Provincial waste reduction organizations support Canadian plan to reduce plastic waste
Organizations in BC, Alberta, Saskatchewan and Ontario emphasize need for urgent action
Four of Canada's major provincial waste reduction and recycling organizations (Recycling Council of BC, Recycling Council of Alberta, Saskatchewan Waste Reduction Council and Recycling Council of Ontario) have announced their official support for the Government of Canada's announcement regarding plans to reduce Canada's plastic waste, support innovation, and promote the use of affordable and safe alternatives.
Specifically, the organizations have jointly stated: "We agree with initiatives to ban single-use plastics (such as plastic bags, straws, cutlery, plates, and stir sticks) as early as 2021. We keenly await further details on what materials will be included and how these bans will be introduced and enforced. We note that this approach seems to mirror the approach taken by the EU in its Single-Use Plastics Directive.
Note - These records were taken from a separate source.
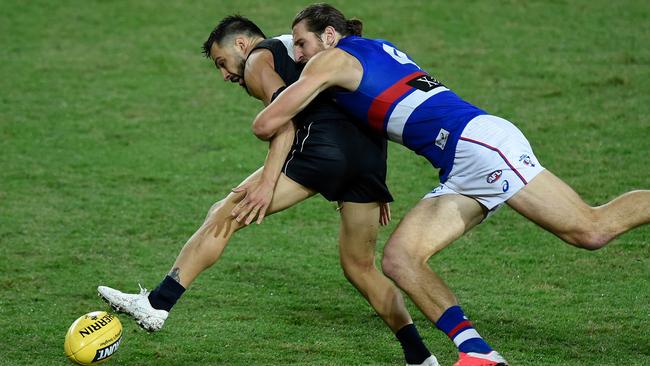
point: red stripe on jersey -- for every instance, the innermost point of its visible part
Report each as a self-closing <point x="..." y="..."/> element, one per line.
<point x="463" y="324"/>
<point x="382" y="103"/>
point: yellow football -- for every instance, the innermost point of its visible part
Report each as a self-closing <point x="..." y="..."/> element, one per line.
<point x="93" y="338"/>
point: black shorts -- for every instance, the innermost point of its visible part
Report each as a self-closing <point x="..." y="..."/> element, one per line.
<point x="339" y="160"/>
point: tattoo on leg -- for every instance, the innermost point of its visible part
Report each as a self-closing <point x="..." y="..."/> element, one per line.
<point x="175" y="274"/>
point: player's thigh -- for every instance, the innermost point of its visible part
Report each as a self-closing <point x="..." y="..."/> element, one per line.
<point x="550" y="203"/>
<point x="433" y="224"/>
<point x="359" y="226"/>
<point x="288" y="193"/>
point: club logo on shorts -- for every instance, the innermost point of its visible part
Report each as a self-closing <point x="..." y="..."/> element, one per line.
<point x="494" y="176"/>
<point x="505" y="186"/>
<point x="527" y="160"/>
<point x="442" y="138"/>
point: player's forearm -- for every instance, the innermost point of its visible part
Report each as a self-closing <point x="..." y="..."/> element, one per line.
<point x="279" y="148"/>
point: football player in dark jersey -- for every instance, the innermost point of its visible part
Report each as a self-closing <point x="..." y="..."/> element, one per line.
<point x="329" y="155"/>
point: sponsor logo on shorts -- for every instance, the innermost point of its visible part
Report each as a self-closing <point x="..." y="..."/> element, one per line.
<point x="106" y="352"/>
<point x="505" y="186"/>
<point x="526" y="160"/>
<point x="442" y="138"/>
<point x="494" y="176"/>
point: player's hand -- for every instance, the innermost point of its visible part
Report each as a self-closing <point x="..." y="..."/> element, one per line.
<point x="258" y="198"/>
<point x="384" y="213"/>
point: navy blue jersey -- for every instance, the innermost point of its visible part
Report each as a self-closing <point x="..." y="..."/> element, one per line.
<point x="399" y="100"/>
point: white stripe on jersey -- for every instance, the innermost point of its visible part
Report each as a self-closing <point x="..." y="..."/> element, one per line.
<point x="287" y="40"/>
<point x="404" y="109"/>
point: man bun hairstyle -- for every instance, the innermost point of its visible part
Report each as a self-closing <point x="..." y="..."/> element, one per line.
<point x="319" y="16"/>
<point x="230" y="26"/>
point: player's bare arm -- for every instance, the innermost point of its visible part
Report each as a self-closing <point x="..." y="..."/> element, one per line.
<point x="331" y="68"/>
<point x="262" y="81"/>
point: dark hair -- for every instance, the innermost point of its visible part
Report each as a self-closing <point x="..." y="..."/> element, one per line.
<point x="319" y="16"/>
<point x="231" y="25"/>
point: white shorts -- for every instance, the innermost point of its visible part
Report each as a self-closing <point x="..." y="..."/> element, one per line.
<point x="493" y="161"/>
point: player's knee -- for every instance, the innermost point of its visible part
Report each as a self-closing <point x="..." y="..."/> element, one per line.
<point x="588" y="239"/>
<point x="354" y="266"/>
<point x="396" y="261"/>
<point x="589" y="233"/>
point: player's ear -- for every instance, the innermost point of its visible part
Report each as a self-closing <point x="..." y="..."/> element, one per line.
<point x="240" y="43"/>
<point x="329" y="36"/>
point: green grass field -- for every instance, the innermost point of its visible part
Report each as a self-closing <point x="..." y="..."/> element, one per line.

"We are pleased to see that these initiatives will be supported by scientific evidence. This provides an opportunity to work towards a circular economy model through research regarding best practices and innovation. At the same time, we want to ensure that this is not used as an excuse to delay necessary action. The elimination of unnecessary single-use plastics is well grounded in reality, and should be advanced as soon as possible.
"We urge the government to also adopt approaches similar to the EU's in setting design requirements and aggressive diversion targets for remaining plastics."
The organizations also stated that Canada's new policy is consistent with the stated approach to work with provinces and territories to introduce standards and targets for companies that manufacture plastic products or sell items with plastic packaging so they become responsible for their plastic waste.
Current EPR policies and programs across Canada have different scopes, financial models, performance definitions, and approaches to enforcement and compliance. The introduction of national standards could be the catalyst to create harmonized frameworks, facilitate consistent data collection, and set national targets for plastics waste recycling.